On the occasion of the adoption of the Universal Periodic Review of Paraguay during the 32nd session of the Human Rights Council, BICE and its member organizations BECA and Callescuela expressed their concern about the extent of sexual violence that children are victims of and they exhorted the authorities to better protect and assist the victims.
The Universal Periodic Review of Paraguay
The Universal Periodic Review (UPR) is an essential mechanism of the UN Human Rights Council that aims at improving the protection and the promotion of human rights in all member States of the United Nations.
Every four years, the situation of human rights in each member State of the UN is evaluated. As a result of this review, recommendations are made with the objective of improving the promotion and the protection of human rights in this country.
In June 2016, the second Paraguay UPR report was adopted by the Human Rights Council. A series of recommendations was made to improve the situation of the rights of the child.
Improving the protection of child victims of sexual abuse
Many cases of child sexual abuse have been publicly revealed for several months in Paraguay, leading to the indignation of the population and the organisation of several protests in the country to denounce acts of violence and child abuse.
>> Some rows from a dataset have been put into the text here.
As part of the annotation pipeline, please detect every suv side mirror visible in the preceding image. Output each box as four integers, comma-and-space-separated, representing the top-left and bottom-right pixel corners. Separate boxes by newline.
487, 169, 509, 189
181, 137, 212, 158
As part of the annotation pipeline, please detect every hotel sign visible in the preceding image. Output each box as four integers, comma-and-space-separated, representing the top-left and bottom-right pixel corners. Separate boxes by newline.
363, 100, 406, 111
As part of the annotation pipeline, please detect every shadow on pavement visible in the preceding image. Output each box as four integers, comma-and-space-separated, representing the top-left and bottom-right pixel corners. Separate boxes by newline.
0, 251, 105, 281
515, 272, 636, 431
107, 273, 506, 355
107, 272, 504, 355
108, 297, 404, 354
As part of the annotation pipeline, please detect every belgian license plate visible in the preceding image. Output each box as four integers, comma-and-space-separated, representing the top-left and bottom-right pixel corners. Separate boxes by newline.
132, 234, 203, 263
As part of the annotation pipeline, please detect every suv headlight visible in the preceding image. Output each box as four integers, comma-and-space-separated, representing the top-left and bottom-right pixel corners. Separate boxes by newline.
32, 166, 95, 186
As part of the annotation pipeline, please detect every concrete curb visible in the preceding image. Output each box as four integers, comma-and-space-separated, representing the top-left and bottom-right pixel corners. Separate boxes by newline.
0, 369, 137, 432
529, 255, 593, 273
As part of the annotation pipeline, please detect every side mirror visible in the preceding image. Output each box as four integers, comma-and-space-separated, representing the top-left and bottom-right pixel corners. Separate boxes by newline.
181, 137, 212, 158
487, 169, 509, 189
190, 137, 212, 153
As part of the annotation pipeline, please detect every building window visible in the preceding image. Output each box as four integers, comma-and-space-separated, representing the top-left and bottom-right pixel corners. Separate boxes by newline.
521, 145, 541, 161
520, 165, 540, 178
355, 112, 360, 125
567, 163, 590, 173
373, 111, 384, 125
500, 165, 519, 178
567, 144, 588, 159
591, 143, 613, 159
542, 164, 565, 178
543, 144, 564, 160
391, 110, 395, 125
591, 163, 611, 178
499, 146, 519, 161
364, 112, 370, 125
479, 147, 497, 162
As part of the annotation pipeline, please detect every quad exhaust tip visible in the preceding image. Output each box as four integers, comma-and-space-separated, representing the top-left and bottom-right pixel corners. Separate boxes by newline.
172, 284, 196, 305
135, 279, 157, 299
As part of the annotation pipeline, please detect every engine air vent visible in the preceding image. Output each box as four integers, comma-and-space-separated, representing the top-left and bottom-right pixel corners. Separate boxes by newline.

Therefore, our three organisations called on Paraguay to take measures to:
- complete the reform of the Penal Code by criminalizing sexual abuse;
- develop a national plan on the fight against sexual violence focused on the training of professionals (police officers, judges, psychologists, social workers…), the access to justice and the rehabilitation of child victims;
- intensify prevention activities.
Improving the assistance provided to young victims
Our organisations regret that the emergency helpline Fono Ayuda 147 is neither totally free nor available 24h/24. Moreover, this helpline is not accessible throughout the territory, particularly in rural and remote areas.
Our three organisations recommended Paraguay to:
- ensure that the helpline is free, accessible throughout the territory and available 24h/24;
- enable those who resort to the helpline to have an immediate access to the reception service, confidential and appropriate advice and psychological support;
- allocate the necessary resources for a proper functioning of this helpline.